Similarly, the mental health of nurses is also adversely affected by the COVID-19 pandemic. Markedly, the disease’s high rates make nurses work overtime, which can increase burnout (Deying et al., 2020). Moreover, although nurses are used to seeing people suffer and even die due to various ailments, death rates have increased considerably due to COVID-19. This increases anxiety and general stress for the nurses. Markedly, despite nurses understanding the negative impact of COVID-19 on their mental health, the nurses understand that they need to be the patients, making the situation moral distress.

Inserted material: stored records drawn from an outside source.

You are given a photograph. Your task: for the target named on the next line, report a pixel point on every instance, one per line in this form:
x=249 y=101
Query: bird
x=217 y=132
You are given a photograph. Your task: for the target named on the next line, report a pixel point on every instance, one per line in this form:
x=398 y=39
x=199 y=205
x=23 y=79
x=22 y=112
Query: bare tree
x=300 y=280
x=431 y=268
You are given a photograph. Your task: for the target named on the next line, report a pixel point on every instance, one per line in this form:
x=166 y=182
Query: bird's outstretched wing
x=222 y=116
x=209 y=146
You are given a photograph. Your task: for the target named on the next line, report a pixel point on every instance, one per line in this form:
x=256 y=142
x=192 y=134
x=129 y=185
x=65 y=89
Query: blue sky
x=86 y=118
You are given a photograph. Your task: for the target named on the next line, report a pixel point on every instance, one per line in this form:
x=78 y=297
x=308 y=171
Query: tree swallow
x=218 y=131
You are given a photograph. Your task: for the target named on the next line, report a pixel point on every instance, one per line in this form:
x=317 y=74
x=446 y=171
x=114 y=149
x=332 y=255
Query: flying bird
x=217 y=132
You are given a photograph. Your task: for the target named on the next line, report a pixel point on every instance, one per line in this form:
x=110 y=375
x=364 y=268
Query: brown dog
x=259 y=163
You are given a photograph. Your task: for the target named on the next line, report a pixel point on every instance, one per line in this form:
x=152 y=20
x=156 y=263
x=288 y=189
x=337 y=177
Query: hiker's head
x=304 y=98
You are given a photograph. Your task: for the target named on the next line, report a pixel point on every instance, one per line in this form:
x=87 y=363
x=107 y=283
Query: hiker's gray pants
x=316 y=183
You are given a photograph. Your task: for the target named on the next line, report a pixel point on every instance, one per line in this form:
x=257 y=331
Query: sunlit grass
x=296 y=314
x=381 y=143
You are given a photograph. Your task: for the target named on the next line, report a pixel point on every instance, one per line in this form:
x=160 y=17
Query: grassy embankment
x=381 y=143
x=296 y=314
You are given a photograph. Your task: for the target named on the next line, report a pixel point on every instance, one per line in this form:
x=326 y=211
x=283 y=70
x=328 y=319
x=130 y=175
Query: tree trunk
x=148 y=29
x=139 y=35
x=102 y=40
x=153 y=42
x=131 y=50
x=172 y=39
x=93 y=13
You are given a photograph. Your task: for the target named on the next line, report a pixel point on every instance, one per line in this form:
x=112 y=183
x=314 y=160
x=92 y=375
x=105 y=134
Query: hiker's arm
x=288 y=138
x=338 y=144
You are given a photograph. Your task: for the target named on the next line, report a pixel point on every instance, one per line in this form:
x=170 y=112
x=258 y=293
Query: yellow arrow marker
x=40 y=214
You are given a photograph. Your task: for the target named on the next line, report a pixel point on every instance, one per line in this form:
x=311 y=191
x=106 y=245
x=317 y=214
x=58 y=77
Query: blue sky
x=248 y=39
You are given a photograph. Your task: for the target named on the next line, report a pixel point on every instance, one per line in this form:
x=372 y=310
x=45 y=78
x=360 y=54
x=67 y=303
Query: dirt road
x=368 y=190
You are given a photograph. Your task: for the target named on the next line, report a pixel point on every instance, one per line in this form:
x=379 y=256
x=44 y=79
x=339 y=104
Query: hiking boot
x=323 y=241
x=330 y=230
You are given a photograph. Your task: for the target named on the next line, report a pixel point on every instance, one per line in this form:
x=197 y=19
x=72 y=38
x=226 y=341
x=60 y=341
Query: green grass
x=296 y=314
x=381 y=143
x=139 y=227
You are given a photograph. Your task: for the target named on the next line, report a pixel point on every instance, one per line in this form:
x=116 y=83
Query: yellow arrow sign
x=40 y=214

Triage and Allocation of Resources

Notably, COVID-19 has been declared a global pandemic, and nurses are expected to prioritize it to flatten the curve. Markedly, nurses are forced to make some clinical decisions based on the resources available, which could result in not adhering to the nursing profession’s set standards. Thus, there are instances when nurses are forced to make decisions between two equally undesirable moral options, which results in moral distress. For instance, there are places where there are insufficient ventilators, and when probably an eighty-year-old patient gets taken to the emergency unit of the hospital together with a thirty-year-old patient, the nurses had to choose a single person to benefit from the resource. This could bother the patient because despite willing to help both, they had the constraint of resources.

 

News Article on the Moral Distress of nurses

‘It Feels Like a War Zone’: Doctors and Nurses Plead for Masks on Social Media is an article written by Padilla (2020) and published in the New York Times, explaining some ethical and moral issues distress which nurses are facing during the COVID-19 pandemic. Notably, a nurse in Illinois claimed that she needed to use one mask for five days, despite having to attend to different patients. Similarly, several other nurses and health care providers have been forced to improvise strategies to use due to insufficient PPEs, including putting n dirty masks. Markedly, although nurses understand that this is wrong and poses a great risk not only to themselves but also to the patients they have to attend to, they are forced by the condition to do this, which results in moral and ethical distress. However, through the pandemic, the relevant authorities must provide all healthcare officials with face shields, gowns, and masks, since this makes keeps them safe, thus better service delivery.

Conclusion

Therefore, although during this COVID-19 pandemic, people commonly celebrate the nurses to be the heroes who are helping control the condition. These healthcare practitioners have to deal with several moral and ethical distress daily in their line of duty. For instance, visitors’ restriction to see the ailing patients is a policy they have to adhere to, despite the importance family and friends have on the well-being and recovery of the patents. Similarly, nurses are putting their lives at risk and, in some instances, even without sufficient PPEs, because they have to look after the sick. Furthermore, the limitation in resources, in some instances, is making the nurses have a moral dilemma on the patients they need to prioritize.